Swoją drogą bezkompromisowy ten Jasio. Kiedyś ujadał na PZPN, więc dostał posadkę w komisji etyki i przestał, teraz ujadała na PO do tego stopnia, że się przyłączył. Ciekawa historia.

Protest górników przed siedzibą Jastrzębskiej Spółki Węglowej skończyła się delikatną awanturką. Oczywiście „górnicy i kibole zaatakowali policję i chcieli wedrzeć się do budynku”. Taki jest oficjalny przekaz i jego należy się trzymać. Milicja tradycyjnie w obronie własnej użyła broni gładkolufowej. Tym razem nie pomylili amunicji. Ciekawe, czy GóWno – skąd zaczerpnąłem cytat – dopuszcza, że górnik może być kibolem?

Marne trzy miesiące zajęło dzielnemu „wymiarowi sprawiedliwości” formalne „przywrócenie do życia” kobiety, która obudziła się w kostnicy... Trzy miesiące w IIIRP trwa coś, co powinno być ogarnięte w, góra, 48 godzin. Niesamowite.

Polskie MSZ awanturuje się z Rosją, bo ze Schetyny taki dyplomata jak ze mnie baletnica. W oświadczeniu podwładnych Schetyny możemy przeczytać m.in., że język użyty w oświadczeniu Rosyjskiego MSZ „nie odpowiada standardom dyplomacji”. A niby standardom dyplomacji odpowiada Schetyna? W jakimkolwiek punkcie?    
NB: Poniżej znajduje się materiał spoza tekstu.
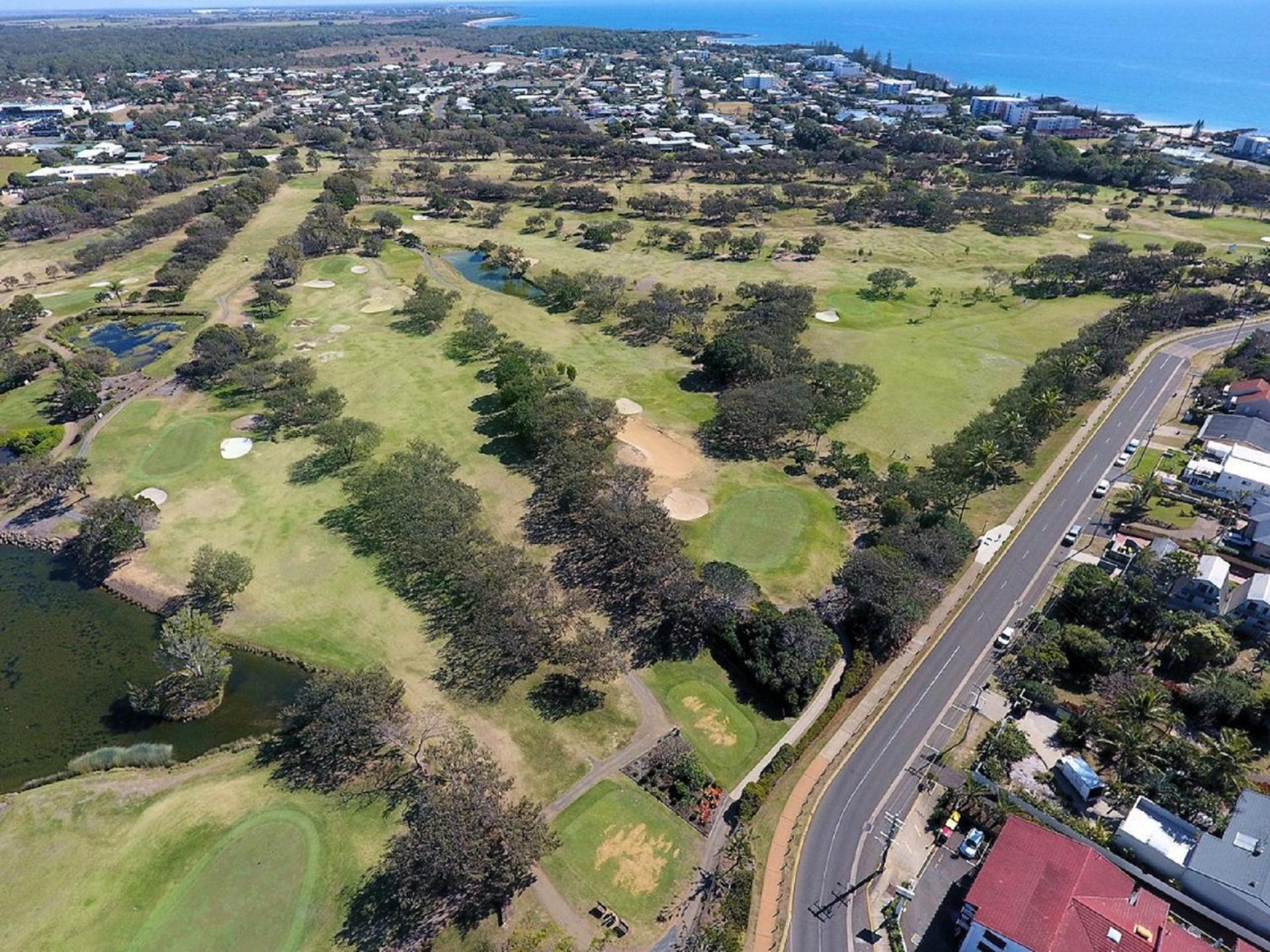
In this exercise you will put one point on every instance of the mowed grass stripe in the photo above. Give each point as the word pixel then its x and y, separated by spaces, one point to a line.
pixel 251 890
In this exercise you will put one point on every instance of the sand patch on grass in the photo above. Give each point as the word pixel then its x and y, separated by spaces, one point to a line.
pixel 638 857
pixel 710 723
pixel 658 451
pixel 235 447
pixel 683 506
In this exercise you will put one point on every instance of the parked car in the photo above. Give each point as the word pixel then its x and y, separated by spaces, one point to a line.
pixel 972 844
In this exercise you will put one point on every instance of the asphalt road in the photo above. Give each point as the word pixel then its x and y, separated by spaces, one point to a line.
pixel 843 843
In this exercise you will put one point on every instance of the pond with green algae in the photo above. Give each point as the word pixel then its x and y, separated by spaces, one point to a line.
pixel 66 656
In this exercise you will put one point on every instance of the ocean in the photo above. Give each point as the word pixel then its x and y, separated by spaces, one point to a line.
pixel 1169 61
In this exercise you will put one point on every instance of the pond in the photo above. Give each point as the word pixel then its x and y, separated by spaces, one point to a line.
pixel 66 655
pixel 472 266
pixel 134 344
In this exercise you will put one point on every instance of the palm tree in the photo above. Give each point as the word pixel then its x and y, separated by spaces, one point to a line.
pixel 1013 428
pixel 1147 707
pixel 1134 748
pixel 987 462
pixel 1048 407
pixel 1226 762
Przy okazji Ruscy eksmitowali nasz konsulat w Petersburgu. Za niepłacenie czynszu. Czyli za coś czego się zwyczajowo nie robi. W zamian Warszawa i Gdańsk wystawiły rachunki za użytkowanie obiektów w przez Ruskich w tych miastach. Skończy się na niczym, ale przepychanka poziomem odpowiada dyskusjom Lisa z Terlikowskim.
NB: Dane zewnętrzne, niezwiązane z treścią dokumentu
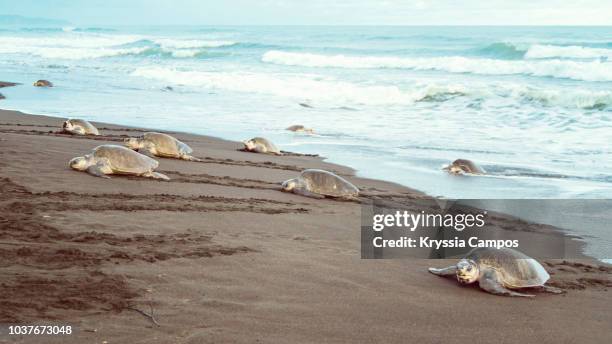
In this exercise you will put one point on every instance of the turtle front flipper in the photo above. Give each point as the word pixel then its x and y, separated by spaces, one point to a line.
pixel 148 151
pixel 449 271
pixel 490 282
pixel 155 175
pixel 190 158
pixel 78 131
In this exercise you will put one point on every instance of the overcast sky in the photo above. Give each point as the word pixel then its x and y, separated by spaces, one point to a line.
pixel 317 12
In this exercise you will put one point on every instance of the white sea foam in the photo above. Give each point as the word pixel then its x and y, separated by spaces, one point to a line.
pixel 295 86
pixel 554 51
pixel 168 43
pixel 76 46
pixel 577 70
pixel 332 91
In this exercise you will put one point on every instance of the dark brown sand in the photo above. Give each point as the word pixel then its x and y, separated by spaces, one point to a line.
pixel 222 256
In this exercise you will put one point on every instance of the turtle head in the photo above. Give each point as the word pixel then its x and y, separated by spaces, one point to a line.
pixel 67 126
pixel 132 143
pixel 453 169
pixel 80 163
pixel 290 184
pixel 249 144
pixel 467 271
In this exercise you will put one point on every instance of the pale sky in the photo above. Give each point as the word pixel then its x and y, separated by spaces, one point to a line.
pixel 316 12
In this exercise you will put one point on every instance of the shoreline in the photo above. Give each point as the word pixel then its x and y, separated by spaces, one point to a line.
pixel 581 245
pixel 221 255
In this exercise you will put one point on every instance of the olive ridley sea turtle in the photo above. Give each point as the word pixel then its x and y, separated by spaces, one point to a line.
pixel 79 127
pixel 298 128
pixel 43 83
pixel 320 184
pixel 461 166
pixel 113 159
pixel 261 145
pixel 161 145
pixel 498 271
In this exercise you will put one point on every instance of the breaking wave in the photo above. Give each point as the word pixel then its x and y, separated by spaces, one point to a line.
pixel 86 46
pixel 577 70
pixel 334 91
pixel 555 51
pixel 300 87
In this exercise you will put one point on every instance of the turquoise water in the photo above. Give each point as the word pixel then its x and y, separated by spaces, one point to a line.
pixel 532 105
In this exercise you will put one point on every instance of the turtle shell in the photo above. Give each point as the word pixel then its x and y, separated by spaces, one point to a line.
pixel 270 147
pixel 517 270
pixel 167 145
pixel 468 166
pixel 89 128
pixel 327 183
pixel 124 160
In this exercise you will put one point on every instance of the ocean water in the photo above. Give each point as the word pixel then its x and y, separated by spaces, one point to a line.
pixel 532 105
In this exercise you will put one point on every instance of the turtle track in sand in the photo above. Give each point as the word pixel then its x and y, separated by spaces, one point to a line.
pixel 115 138
pixel 203 178
pixel 66 201
pixel 47 272
pixel 572 275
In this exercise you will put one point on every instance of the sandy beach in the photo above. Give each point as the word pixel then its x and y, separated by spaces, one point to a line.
pixel 222 256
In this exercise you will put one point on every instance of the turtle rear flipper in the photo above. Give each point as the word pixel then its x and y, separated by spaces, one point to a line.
pixel 97 170
pixel 449 271
pixel 550 289
pixel 490 282
pixel 302 191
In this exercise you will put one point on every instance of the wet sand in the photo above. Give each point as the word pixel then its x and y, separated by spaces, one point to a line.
pixel 222 256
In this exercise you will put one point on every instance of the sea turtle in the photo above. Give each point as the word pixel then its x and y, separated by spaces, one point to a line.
pixel 498 270
pixel 113 159
pixel 320 184
pixel 43 83
pixel 300 128
pixel 79 127
pixel 461 166
pixel 161 145
pixel 261 145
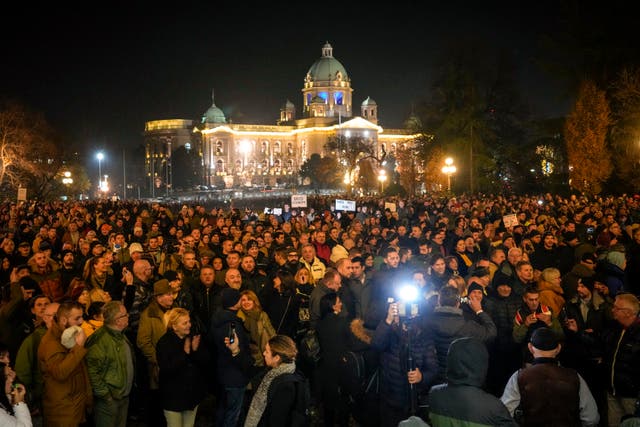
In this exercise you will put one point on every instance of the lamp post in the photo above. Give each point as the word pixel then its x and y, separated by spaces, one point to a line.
pixel 382 177
pixel 100 156
pixel 448 169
Parlamentarzyści wrócili z wyprawy na szczyt Kilimandżaro. Podobno pojechali do Afryki wejść na górę żeby pomóc chorym dzieciom. A może by tak zamienić tą jednorazowa akcję na pomoc ciągłą? Niech włażą na Kilimandżaro codziennie do końca kadencji. Taką mam koncepcję.

Wystarczy na dzisiaj. Dobranoc.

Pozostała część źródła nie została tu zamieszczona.